I have no idea what to make of this. Anyone who’s read it will understand when I say that I’ve never read anything like it. It’s so far out to left field that it probably meets itself coming the other way. And yet I loved it.
Here’s the premise: Morwenna is a fifteen-year-old girl with eccentric family life, who is, after a dramatic family implosion, under the care of her long-absent father, and starting at a girls’ boarding school. Retreating into a shell of leave-me-alone-ness, she finds consolation in reading – inhaling, almost – every sci-fi and fantasy book she can get her hands on. That’s a fairly bald summary of a story that involves a witchy mother, fairies and magic (possibly), a family for whom the word weird just doesn’t come close, as well as the banal details of school life and an array of glorious asides on the books she’s reading.
The story is set in 1979, primarily, I suspect, to allow the author to describe as new some of the iconic SF works of that era. It’s always easier to toss out comments about these books from a distance of several decades. Most of the historical details rang true to me (it’s set in Britain, on the Welsh border), but there were a few issues that jumped out at me. For instance, I simply can’t believe that any doctor of the era would routinely prescribe the pill for a fifteen-year-old (ie below the age of consent). There were a few bent medics who asked no questions, but generally speaking you needed to be at least engaged, and preferably married, before you could even mention contraception to a doctor. Then there’s the casual way Morwenna deals with the idea of incest, which seemed off to me. However, she’s a strange girl in multiple ways: incest is shrugged off, but she agonises at length over the ethics of using magic for personal benefit, such as making a bus arrive just when she needs it, and the knock-on effects on scores of other individuals who might be inconvenienced by that. Which was quite funny.

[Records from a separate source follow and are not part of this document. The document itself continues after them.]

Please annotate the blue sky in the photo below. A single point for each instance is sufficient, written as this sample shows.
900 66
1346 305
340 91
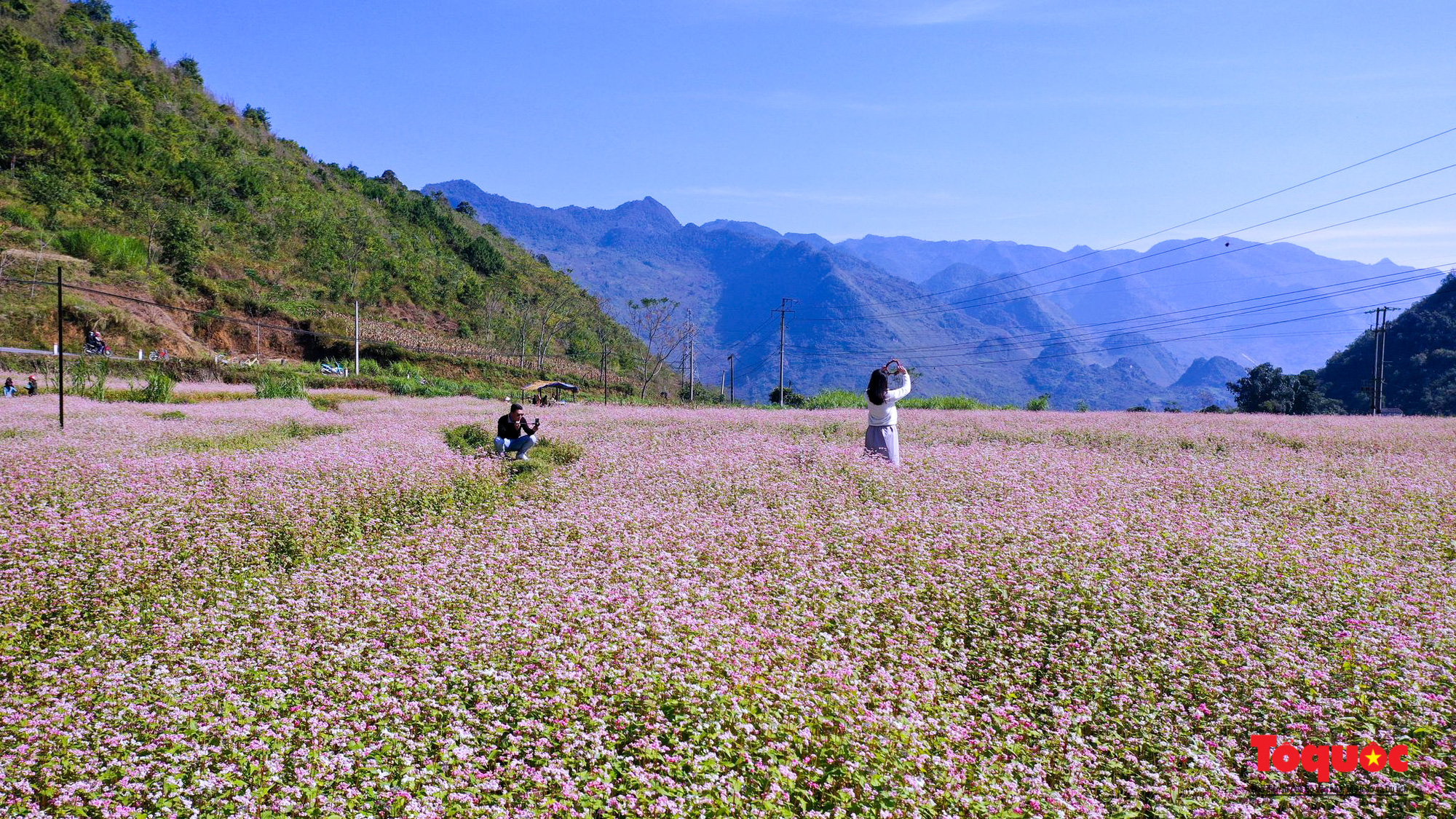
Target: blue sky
1052 123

The plot… well, what plot? Morwenna goes to school, Morwenna reads books, Morwenna deals with her family, Morwenna makes friends. Apart from an overly melodramatic finale, nothing terribly exciting happens, except that the reader gradually finds out what happened when Morwenna’s twin died. Oh yes, and Morwenna talks to fairies and does magicky things when they tell her to. And here the book is actually very clever, because everything is equally interpretable as the product of an over-active imagination. An imagination, moreover, steeped in fantastical worlds. Is Morwenna really seeing fairies and using magic, or does she just think she is? Since the story is told through her eyes, it’s left to the reader to decide. The whole book is equally understandable either way.
So what is the book really about? It’s about reality and fantasy, about what you see and what you believe, it’s about the blurring of the lines between worlds, and most of all it’s about magic: what is magic, after all? Is it real, if you only believe in it hard enough? Is it always there, except we’re mostly oblivious? Or is the real magic going on only in our heads, in the other worlds we inhabit there? Your guess is as good as mine.
A fine, thought-provoking book, which I don’t profess to understand beyond a superficial level, but which I loved, nevertheless. Five stars.